Marc Andreessen Says The '90s Dot-Com Bubble Startups Were 'All Right But Just Early'

Marc Andreessen Illustration BI Blue backgroundMike Nudelman/Business InsiderAndreessen Horowitz co-founder Marc Andreessen

Billionaire investor Marc Andreessen thinks the startups from the late ’90s dot-com bubble years would have worked better if they were founded now.

Speaking at the WSJD Live conference, Andreessen said many startup ideas have become sustainable businesses in recent years because of new technologies, like the smartphone.

For example, he said, food-delivery service Instacart is doing well now, while Kozmo, another food-delivery startup with the same idea, ran out of business in the late ’90s. He said:

“I basically think all the ideas of the ’90s that everybody had about how this stuff was going to work, I think they were all right, they were all correct. I think they were just early.”

However, he did raise concerns over the growing number of startups with massive valuations, saying, it’s “running a little warm.” He also said the high cash burn rate of some of these startups is “getting out of hand.”

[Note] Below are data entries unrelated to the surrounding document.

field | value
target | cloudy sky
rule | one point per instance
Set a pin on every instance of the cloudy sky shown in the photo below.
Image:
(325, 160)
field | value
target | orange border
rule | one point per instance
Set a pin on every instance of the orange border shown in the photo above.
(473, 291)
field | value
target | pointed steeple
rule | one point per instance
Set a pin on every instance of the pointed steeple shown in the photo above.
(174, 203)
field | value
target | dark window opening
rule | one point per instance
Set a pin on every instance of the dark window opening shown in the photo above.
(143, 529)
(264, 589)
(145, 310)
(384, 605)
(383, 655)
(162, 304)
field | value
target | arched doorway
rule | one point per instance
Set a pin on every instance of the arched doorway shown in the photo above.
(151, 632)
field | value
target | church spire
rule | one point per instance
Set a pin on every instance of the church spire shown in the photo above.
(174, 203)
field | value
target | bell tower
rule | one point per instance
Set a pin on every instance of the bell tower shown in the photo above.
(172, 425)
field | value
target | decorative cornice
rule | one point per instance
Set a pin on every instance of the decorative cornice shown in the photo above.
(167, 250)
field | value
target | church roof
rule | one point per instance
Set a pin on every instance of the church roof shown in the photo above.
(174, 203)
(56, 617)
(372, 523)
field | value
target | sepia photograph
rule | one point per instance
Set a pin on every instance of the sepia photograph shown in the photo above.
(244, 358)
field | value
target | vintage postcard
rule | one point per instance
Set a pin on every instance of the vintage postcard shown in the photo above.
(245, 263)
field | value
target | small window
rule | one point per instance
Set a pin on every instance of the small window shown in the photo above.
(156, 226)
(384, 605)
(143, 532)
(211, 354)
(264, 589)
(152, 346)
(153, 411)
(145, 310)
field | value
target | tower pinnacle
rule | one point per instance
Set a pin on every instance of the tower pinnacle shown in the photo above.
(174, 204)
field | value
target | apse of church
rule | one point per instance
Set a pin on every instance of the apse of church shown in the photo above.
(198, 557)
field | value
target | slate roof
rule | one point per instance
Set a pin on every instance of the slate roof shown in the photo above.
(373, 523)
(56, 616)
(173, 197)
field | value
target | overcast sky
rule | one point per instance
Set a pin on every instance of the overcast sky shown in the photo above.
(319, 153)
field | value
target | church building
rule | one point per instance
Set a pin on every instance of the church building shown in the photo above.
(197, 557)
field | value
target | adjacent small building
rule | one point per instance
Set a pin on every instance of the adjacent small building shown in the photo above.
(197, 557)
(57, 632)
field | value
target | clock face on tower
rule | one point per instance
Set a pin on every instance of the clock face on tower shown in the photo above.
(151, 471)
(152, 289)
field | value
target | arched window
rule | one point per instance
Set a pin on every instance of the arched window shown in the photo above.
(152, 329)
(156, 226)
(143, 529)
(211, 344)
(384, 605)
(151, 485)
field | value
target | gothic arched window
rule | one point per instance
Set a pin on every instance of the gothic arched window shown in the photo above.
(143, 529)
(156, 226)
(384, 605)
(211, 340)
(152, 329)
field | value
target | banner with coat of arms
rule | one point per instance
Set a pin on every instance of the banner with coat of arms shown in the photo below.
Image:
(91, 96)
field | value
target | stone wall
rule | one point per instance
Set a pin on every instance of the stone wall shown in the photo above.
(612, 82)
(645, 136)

Andreessen is one of the most influential and experienced investors/entrepreneurs in Silicon Valley, having founded Netscape and Opsware in the ’90s. Last month, he warned startups these days are burning too much cash and taking on too much risk, by tweeting, “When the market turns, and it will turn, we will find out who has been swimming without trunks on. Many high burn rate companies will VAPORIZE.”

Disclosure: Marc Andreessen is an investor in Business Insider.